Let's assume that instead of two heatsinks, a certain set of heatsinks is installed in the system. If at some point all thermostats, except for one, close, then the pressure loss across the valve will tend to 0, and the pressure drop across the open thermostatic valve will tend to the available pressure, i.e., for our example, to 100 kPa.

In this case, the coolant flow through the open radiator will tend to the value:

That is, in the most unfavorable case (if only one of the many radiators remains open), the flow rate on the open radiator will increase by more than three times.

How much will the power of the heater change with such an increase in consumption? Heat dissipation Q sectional radiator is calculated by the formula:

Where Q n - rated power of the heater, W, Δ t cp - average temperature of the heater, ˚С, t c – internal air temperature, ˚С, V pr - coolant flow through the heater, n is the coefficient of dependence of heat transfer on the average temperature of the device, p is the coefficient of dependence of heat transfer on the coolant flow rate.
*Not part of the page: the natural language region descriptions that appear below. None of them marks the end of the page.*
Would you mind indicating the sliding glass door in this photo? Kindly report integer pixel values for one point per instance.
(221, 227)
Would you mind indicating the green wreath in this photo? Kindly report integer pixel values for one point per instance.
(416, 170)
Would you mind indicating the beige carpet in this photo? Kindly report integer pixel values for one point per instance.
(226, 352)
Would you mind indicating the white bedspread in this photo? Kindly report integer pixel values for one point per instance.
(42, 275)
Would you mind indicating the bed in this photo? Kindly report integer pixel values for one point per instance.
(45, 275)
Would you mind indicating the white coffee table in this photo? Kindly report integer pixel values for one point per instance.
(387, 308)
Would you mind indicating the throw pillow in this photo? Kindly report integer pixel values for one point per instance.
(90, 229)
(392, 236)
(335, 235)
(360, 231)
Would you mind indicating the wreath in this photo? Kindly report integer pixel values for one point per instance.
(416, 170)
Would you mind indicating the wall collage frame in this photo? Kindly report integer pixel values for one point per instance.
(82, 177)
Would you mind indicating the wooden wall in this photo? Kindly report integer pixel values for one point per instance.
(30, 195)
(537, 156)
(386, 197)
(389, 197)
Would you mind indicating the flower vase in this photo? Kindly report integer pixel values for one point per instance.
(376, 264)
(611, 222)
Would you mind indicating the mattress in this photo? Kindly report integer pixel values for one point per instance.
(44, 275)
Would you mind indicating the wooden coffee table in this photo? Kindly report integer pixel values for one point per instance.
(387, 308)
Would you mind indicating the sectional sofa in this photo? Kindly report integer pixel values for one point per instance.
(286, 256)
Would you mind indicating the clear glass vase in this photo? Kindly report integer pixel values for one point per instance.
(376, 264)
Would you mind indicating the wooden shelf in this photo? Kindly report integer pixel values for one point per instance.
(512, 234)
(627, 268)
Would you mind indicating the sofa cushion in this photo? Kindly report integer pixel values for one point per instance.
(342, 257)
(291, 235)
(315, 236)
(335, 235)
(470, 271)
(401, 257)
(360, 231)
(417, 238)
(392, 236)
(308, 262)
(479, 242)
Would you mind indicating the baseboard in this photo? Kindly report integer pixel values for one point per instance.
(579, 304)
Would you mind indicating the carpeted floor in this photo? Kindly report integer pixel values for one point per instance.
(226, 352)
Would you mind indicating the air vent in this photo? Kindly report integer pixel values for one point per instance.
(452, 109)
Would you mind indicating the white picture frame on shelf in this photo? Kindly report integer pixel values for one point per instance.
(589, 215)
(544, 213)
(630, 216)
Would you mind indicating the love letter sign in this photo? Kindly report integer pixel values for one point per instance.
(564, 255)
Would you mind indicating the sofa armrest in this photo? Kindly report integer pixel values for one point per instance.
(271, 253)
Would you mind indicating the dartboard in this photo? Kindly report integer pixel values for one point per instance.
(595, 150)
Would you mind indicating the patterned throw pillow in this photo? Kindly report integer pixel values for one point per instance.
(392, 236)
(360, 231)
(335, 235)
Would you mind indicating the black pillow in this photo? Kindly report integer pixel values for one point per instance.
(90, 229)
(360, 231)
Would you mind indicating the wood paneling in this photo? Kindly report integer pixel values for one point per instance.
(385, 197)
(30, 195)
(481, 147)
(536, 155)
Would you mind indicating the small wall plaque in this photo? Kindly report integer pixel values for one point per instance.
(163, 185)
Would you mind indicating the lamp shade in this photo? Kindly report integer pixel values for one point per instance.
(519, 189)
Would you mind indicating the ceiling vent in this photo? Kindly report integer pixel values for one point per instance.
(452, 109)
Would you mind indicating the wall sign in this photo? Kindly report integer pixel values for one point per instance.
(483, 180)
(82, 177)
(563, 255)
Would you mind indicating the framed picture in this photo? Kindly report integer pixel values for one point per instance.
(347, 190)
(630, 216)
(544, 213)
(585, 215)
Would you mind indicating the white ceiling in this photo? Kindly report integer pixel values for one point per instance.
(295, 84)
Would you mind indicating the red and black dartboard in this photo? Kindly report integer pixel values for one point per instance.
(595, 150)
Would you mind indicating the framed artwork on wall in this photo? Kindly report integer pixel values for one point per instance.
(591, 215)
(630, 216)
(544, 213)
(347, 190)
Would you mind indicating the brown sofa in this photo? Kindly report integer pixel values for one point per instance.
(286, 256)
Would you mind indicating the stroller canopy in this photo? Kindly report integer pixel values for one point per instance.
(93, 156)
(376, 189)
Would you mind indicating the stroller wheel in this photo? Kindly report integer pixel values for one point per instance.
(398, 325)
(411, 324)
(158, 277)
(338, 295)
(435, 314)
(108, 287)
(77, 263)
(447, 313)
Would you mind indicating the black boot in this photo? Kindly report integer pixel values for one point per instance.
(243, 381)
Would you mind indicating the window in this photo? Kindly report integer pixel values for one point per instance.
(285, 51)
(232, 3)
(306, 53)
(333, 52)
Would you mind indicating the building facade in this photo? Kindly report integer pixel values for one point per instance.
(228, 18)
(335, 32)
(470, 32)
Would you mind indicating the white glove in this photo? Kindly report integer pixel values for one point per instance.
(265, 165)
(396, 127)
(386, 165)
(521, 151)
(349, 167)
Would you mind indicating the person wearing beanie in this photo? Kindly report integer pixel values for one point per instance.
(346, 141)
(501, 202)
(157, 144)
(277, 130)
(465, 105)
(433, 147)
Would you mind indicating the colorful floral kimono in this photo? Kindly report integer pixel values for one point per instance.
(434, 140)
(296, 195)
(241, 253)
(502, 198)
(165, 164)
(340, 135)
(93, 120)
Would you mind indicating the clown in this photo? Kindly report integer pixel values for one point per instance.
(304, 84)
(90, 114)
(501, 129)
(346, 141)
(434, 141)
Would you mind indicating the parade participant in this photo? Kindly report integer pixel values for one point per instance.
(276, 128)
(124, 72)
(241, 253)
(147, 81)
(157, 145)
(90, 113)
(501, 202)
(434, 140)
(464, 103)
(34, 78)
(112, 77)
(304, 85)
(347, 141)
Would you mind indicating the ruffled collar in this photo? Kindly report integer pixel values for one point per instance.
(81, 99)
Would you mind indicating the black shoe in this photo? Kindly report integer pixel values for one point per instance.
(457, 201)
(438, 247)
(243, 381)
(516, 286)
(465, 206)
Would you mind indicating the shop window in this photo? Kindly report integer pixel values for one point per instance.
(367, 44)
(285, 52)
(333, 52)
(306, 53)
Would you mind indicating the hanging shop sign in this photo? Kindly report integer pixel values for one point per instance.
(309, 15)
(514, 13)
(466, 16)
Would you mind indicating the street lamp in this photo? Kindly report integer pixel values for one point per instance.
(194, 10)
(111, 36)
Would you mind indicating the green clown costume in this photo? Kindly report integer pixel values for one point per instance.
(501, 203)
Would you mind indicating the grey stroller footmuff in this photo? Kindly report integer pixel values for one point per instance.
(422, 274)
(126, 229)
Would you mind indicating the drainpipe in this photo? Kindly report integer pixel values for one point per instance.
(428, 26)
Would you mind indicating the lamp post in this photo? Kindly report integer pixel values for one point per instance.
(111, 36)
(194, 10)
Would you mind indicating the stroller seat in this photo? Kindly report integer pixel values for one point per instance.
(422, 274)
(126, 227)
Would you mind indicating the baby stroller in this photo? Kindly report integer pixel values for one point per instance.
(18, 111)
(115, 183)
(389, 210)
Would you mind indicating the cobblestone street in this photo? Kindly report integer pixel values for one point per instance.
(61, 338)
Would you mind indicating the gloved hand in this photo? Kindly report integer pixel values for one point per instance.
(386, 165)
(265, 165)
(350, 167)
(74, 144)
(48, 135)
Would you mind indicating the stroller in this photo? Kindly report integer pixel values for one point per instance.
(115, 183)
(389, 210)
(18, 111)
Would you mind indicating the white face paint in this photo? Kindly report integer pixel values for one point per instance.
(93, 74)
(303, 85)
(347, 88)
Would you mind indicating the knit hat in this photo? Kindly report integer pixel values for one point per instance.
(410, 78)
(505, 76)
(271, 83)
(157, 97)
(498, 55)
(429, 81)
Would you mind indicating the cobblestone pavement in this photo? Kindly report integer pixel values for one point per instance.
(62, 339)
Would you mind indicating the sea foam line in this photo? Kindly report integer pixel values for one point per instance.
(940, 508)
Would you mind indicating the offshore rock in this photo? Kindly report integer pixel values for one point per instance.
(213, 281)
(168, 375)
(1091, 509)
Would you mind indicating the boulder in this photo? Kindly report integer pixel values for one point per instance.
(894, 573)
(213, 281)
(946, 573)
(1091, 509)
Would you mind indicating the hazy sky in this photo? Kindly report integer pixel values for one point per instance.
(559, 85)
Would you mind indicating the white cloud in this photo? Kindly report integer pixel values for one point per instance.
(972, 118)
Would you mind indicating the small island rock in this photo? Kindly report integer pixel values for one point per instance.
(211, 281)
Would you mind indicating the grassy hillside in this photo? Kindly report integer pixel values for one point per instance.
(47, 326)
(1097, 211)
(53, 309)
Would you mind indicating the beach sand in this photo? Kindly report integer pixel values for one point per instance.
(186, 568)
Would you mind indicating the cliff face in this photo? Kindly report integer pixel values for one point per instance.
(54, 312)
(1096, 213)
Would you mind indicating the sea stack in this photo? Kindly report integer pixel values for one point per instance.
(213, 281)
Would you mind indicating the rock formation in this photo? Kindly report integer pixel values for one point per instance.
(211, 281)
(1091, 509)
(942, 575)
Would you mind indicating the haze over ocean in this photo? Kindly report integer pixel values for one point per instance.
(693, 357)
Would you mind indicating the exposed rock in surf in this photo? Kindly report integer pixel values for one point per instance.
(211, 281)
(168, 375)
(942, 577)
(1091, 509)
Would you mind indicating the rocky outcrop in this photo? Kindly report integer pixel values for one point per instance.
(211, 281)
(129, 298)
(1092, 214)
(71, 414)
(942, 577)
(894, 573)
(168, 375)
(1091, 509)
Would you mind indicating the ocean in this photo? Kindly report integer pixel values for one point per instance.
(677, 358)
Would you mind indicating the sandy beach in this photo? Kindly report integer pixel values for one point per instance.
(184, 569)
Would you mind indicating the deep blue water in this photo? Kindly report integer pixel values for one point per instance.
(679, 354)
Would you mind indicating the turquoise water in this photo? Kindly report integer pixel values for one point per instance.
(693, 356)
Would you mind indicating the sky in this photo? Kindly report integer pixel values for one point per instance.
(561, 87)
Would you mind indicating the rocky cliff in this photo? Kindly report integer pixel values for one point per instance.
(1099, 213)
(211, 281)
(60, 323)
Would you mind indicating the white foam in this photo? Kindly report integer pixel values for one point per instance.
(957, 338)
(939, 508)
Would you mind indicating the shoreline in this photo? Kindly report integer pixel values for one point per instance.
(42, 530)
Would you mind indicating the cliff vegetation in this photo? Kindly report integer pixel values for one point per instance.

Assume that the heater has a nominal heat output Qн = 2900 W, design parameters of the coolant 90/70 ˚С. The coefficients for the radiator are accepted: n= 0.3, p = 0.015. During the billing period, at a flow rate of 0.1 m 3 / h, such a heater will have the following power:

To find out the power of the device at Vр''=0.316 m³⁄h, it is necessary to solve the system of equations:

Using the method of successive approximations, we obtain the solution of this system of equations:

From this we can conclude that in the heating system at the most adverse conditions, when all but one of the heating devices in the area are closed, the pressure drop across the thermostatic valve can rise to the available pressure. In the above example, with an available pressure of 100 kPa, the flow rate will increase three times, while the power of the device will increase by only 17%.

Increasing the power of the heater will lead to an increase in the air temperature in the heated room, which, in turn, will cause the thermostatic valve to close. Thus, the fluctuation of the differential pressure across the thermostatic valve during operation within the limits of the passport maximum value of the differential is acceptable, and will not lead to disruption of the system.

In accordance with GOST 30815-2002, the maximum pressure drop across the thermostatic valve is determined by the manufacturer in order to comply with the requirements for noiselessness and maintaining control characteristics. However, the manufacture of a valve with a wide range of allowable pressure drops is associated with certain design difficulties. Special requirements are also placed on the accuracy of manufacturing valve parts.

Most manufacturers produce valves with a maximum pressure drop of 20 kPa.

The exception is VALTEC VT.031 and VT.032 () valves with a maximum pressure drop of 100 kPa ( rice. 8) and Giacomini R401-403 series valves with a maximum differential pressure of 140 kPa ( rice. 9).

Rice. 8. Technical characteristics of radiator valves VT.031, VT.032

Rice. 9. Fragment technical description thermostatic valve Giacomin R403

Rice. 10. Fragment of the technical description of the thermostatic valve

When studying technical documentation, you must be careful, as some manufacturers have adopted the practice of bankers - to insert small text in the notes.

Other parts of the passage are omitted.